第三十四章

聂初晓简直乐意至极,她的选择困难症是治不好了,让她挑估计要挑到何年何月。

她换好衣服出来时,房间里又多了一位来客,岑豪。

岑豪看着聂初晓身上的衣服,说不出来是好还是不好,贴身的料子衬得她身材曲线毕露,她肤色本来就白,像是岑家人共有的好的优点,只是,岑豪在看了看岑言,恍然大悟,“阿晓,干嘛穿这件,你又一点胸都没有。
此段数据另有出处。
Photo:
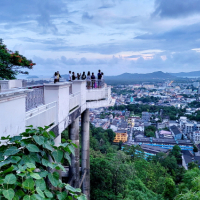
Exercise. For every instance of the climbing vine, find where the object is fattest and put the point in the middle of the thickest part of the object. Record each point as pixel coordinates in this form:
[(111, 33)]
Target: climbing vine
[(29, 166)]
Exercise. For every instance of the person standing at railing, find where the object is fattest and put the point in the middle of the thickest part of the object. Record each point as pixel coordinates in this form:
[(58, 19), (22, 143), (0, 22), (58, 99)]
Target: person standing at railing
[(88, 80), (73, 76), (58, 76), (78, 76), (69, 76), (83, 77), (99, 75), (93, 80), (55, 77), (102, 80)]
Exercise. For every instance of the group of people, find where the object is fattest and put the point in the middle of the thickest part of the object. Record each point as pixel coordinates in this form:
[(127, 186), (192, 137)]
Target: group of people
[(57, 77), (92, 80)]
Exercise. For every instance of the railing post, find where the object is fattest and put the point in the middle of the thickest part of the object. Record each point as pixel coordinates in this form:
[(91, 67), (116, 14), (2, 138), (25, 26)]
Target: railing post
[(85, 152), (74, 167), (12, 112), (58, 92), (80, 86)]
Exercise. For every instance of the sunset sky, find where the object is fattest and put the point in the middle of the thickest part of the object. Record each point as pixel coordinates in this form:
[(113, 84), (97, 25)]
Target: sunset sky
[(116, 36)]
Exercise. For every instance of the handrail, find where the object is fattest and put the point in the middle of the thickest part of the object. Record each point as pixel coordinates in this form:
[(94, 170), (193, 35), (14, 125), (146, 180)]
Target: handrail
[(82, 178)]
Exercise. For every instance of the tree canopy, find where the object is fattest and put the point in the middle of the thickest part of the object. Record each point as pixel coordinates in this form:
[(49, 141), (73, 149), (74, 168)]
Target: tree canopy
[(12, 63)]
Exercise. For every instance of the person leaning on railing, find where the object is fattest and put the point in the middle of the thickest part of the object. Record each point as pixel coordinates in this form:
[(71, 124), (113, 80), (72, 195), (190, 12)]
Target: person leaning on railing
[(99, 76), (88, 80), (83, 77), (93, 80)]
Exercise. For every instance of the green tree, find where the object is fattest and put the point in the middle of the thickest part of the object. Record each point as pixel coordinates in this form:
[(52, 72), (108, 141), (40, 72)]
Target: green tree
[(195, 149), (25, 167), (12, 63), (170, 189)]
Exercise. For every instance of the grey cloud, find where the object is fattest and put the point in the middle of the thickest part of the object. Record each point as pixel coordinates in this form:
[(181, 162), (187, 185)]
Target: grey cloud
[(43, 12), (176, 8), (184, 33), (180, 61), (86, 16)]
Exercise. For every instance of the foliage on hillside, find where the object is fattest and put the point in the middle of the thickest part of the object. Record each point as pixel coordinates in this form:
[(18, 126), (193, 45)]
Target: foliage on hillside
[(149, 131), (12, 63), (117, 175), (170, 111), (26, 171)]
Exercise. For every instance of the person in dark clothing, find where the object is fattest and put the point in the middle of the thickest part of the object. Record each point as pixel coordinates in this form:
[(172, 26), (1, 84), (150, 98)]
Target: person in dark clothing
[(99, 75), (55, 77), (78, 76), (58, 76), (73, 76), (93, 80), (83, 77)]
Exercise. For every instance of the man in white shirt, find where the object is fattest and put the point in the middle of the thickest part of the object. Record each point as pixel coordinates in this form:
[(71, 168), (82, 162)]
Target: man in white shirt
[(69, 78)]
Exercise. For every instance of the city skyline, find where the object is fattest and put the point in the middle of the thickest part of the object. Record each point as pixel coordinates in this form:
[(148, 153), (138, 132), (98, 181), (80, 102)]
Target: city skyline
[(115, 36)]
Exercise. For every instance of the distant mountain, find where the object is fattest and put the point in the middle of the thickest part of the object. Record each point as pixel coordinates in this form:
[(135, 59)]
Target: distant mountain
[(136, 76), (185, 74)]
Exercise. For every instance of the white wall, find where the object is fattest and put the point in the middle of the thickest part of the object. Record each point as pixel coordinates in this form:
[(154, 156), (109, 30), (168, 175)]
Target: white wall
[(12, 113)]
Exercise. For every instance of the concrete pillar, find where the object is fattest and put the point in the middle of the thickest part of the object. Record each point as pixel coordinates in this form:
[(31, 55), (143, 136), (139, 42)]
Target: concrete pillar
[(59, 93), (80, 86), (85, 163), (12, 112), (74, 167)]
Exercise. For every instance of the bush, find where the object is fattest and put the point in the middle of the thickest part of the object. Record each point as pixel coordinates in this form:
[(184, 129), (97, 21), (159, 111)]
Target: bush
[(25, 168)]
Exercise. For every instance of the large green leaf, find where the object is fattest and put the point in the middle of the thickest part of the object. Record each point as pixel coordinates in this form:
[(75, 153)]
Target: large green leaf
[(52, 165), (1, 157), (82, 197), (45, 162), (39, 191), (30, 165), (59, 166), (48, 194), (58, 156), (71, 189), (10, 179), (19, 193), (43, 174), (54, 178), (39, 139), (15, 159), (35, 175), (36, 197), (16, 138), (35, 157), (16, 198), (48, 145), (11, 151), (62, 195), (9, 194), (32, 148), (41, 184), (71, 148), (27, 197), (52, 134), (10, 169), (68, 157), (28, 184), (5, 162)]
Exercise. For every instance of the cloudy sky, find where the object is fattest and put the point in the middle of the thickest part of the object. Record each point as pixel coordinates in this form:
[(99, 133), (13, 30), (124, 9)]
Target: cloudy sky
[(117, 36)]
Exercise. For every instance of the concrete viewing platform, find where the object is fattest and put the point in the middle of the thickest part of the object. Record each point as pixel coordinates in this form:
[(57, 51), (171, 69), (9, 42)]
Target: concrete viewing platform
[(46, 104), (59, 105)]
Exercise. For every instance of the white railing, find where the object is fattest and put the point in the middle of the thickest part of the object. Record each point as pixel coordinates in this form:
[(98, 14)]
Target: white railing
[(44, 115), (96, 94), (74, 100), (95, 83), (35, 98)]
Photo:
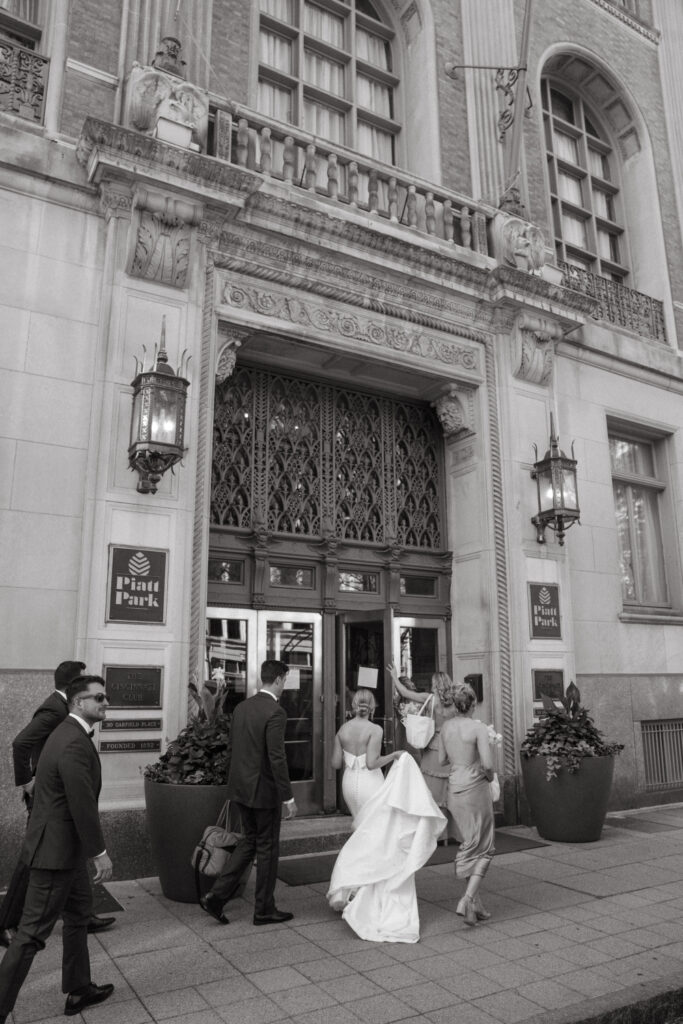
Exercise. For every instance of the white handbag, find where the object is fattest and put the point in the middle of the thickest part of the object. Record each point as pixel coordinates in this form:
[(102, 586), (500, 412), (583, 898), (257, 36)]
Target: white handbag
[(420, 727)]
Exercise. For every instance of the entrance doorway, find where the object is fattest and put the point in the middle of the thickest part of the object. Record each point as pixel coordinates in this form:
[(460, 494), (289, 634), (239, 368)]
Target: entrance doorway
[(238, 641)]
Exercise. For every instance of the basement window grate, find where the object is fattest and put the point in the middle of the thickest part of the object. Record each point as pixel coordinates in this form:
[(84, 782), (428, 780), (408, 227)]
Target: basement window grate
[(663, 751)]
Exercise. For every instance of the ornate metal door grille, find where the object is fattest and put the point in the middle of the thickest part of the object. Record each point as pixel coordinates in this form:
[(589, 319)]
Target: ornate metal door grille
[(310, 459)]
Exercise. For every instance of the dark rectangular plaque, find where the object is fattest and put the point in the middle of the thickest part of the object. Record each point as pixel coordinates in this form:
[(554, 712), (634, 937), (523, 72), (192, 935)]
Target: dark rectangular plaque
[(133, 685), (129, 745), (548, 682), (128, 724), (136, 585), (544, 600)]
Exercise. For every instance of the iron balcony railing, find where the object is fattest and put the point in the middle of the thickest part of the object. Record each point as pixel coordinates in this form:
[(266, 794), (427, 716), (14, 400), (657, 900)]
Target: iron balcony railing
[(23, 81), (617, 304), (250, 139)]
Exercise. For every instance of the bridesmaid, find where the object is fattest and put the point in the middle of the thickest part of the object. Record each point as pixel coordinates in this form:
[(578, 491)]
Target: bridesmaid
[(358, 749)]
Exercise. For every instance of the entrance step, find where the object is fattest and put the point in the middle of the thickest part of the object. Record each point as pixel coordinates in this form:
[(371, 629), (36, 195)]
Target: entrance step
[(322, 834)]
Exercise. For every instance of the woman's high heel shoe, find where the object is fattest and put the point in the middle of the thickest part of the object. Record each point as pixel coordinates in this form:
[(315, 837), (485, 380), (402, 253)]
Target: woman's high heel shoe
[(481, 914), (466, 909)]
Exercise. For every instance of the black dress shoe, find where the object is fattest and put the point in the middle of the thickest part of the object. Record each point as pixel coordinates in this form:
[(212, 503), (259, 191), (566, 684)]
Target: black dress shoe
[(214, 907), (88, 997), (275, 918), (99, 924)]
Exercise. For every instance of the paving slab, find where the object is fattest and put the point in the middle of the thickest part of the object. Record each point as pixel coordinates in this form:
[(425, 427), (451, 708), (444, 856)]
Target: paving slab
[(580, 934)]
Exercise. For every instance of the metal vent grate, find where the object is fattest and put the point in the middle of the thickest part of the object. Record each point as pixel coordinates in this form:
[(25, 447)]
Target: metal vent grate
[(663, 751)]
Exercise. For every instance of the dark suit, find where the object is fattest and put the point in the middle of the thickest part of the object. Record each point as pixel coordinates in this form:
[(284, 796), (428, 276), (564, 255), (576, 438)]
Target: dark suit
[(258, 782), (62, 833), (27, 748)]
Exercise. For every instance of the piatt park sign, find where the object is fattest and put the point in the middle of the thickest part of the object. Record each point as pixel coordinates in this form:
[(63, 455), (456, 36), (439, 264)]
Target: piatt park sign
[(136, 585), (544, 599)]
”

聂初晓胸前布料还有些多,她此刻低下头一看,确实如此,可惜了一件好衣服,聂初晓不满的说着,“小姑,他在暗示你的审美品味不好。”

岑豪又看了看波涛称得上汹涌的岑言,对着聂初晓指责道,“你又不是已婚妇女,当然没有。”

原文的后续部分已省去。